Nancy Grace Roman, Mother of Hubble, Mother of the Hubble Space Telesc...
Work field
Gender
Female
Place of birth
Nashville, USA
Place of death
Montgomery County, USA
Age
93 years
Residence
Reno, USA; Baltimore, USA; Washington, D.C., USA
The details (from wikipedia)

Biography

Nancy Grace Roman (May 16, 1925 – December 25, 2018) was an American astronomer and one of the first female executives at NASA. She is known to many as the "Mother of Hubble" for her role in planning the Hubble Space Telescope. Throughout her career, Roman was also an active public speaker and educator, and an advocate for women in the sciences.

Personal life

Nancy Grace Roman was born in Nashville, Tennessee, to music teacher Georgia Smith Roman and geophysicist Irwin Roman. Because of her father's work, the family relocated to Oklahoma soon after Roman's birth. Roman and her parents moved to Houston, Texas, New Jersey, and later on, to Michigan and Nevada. About age 12 the family moved to Baltimore when Nancy Grace's father, Irwin, was hired as Senior Geophysicist at the Baltimore, MD office of the US Geological Survey.After 1955, she lived in Washington, D.C..Roman considered her parents to be major influences in her interest in science. Outside her work, Roman enjoyed going to lectures and concerts and was active in the American Association of University Women. She died on December 25, 2018 following a long illness.

Education

When Roman was eleven years old, she showed interest in astronomy by forming an astronomy club among her classmates in Nevada. She and her classmates got together once a week and learned about constellations from books. Although discouraged by those around her, Roman knew by the time she was in high school that she wanted to pursue her passion for astronomy. She attended Western High School in Baltimore where she participated in an accelerated program and was graduated in three years.

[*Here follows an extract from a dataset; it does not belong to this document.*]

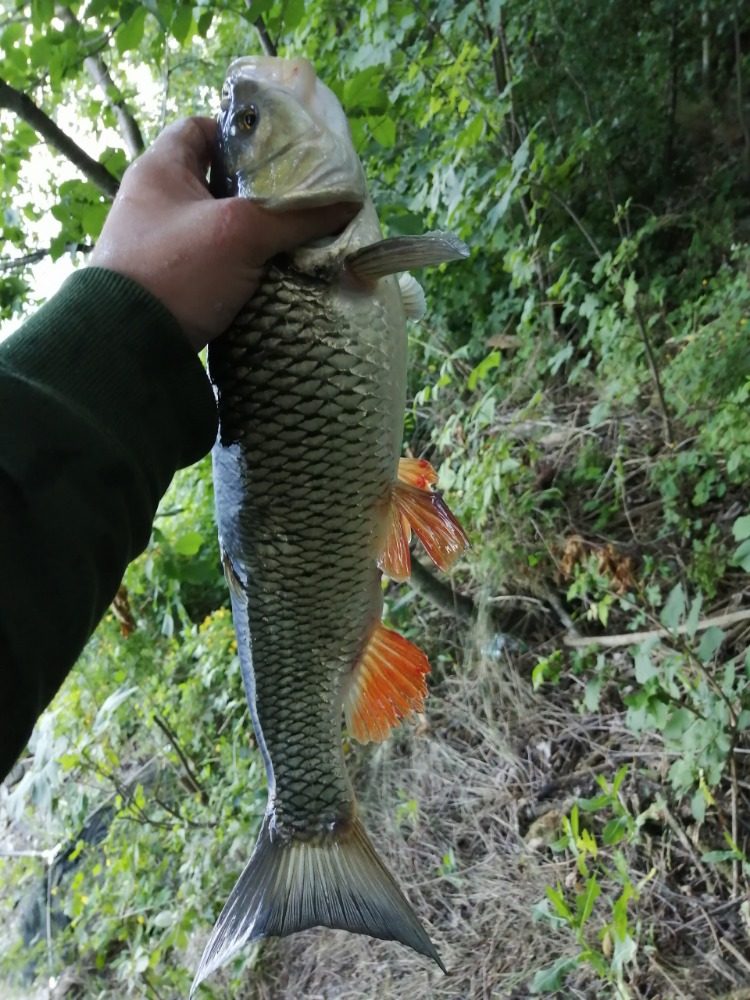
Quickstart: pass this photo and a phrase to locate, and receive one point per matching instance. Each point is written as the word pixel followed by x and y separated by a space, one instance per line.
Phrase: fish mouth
pixel 322 184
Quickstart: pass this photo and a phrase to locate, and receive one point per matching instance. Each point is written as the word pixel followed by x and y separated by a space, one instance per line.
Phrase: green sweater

Roman attended Swarthmore College in 1946 where she received her bachelor of arts in astronomy. While she studied there, she worked at the Sproul Observatory. After that she went on to receive her Ph.D. in the same field at the University of Chicago in 1949. She stayed at the university for six more years working at the Yerkes Observatory, sometimes traveling to the McDonald Observatory in Texas to work as a research associate with William Wilson Morgan. The research position was not permanent, so Roman became an instructor and later, an assistant professor. Roman eventually left her job at the university because of the paucity of tenured research positions available to women at the time. Roman continued to be involved with her alma maters, however. She served on the Swarthmore board of observers from 1980 to 1988.

Professional work

While working at Yerkes Observatory of the University of Chicago, Roman observed the star AG Draconis and serendipitously discovered that its emission spectrum had completely changed since earlier observations. She later credited the publication of her discovery as a stroke of luck that substantially raised her profile within the astronomical community, contributing to her career progression.

After leaving the University of Chicago, Roman went to the Naval Research Laboratory and entered the radio astronomy program. Roman's work at the NRL included using nonthermal radio source spectra and conducting geodetic work. In the program she became the head of the microwave spectroscopy section.

NASA

Roman, Control Console, 1970s

At a lecture by Harold Urey, Roman was approached by Jack Clark, who asked whether she knew someone interested in creating a program for space astronomy at NASA. She interpreted that as an invitation to apply, and was the applicant who accepted the position. Roman was the first chief of astronomy in NASA's Office of Space Science, setting up the initial program; she was the first woman to hold an executive position at the space agency. Part of her job was traveling throughout the country and giving lectures at astronomy departments, where she discussed the fact that the program was in development. Roman also was looking to find out what other astronomers wanted to study and to educate them on the advantages of observing from space. She was chief of astronomy and solar physics at NASA from 1961 to 1963. She held various other positions in NASA, including chief of astronomy and relativity.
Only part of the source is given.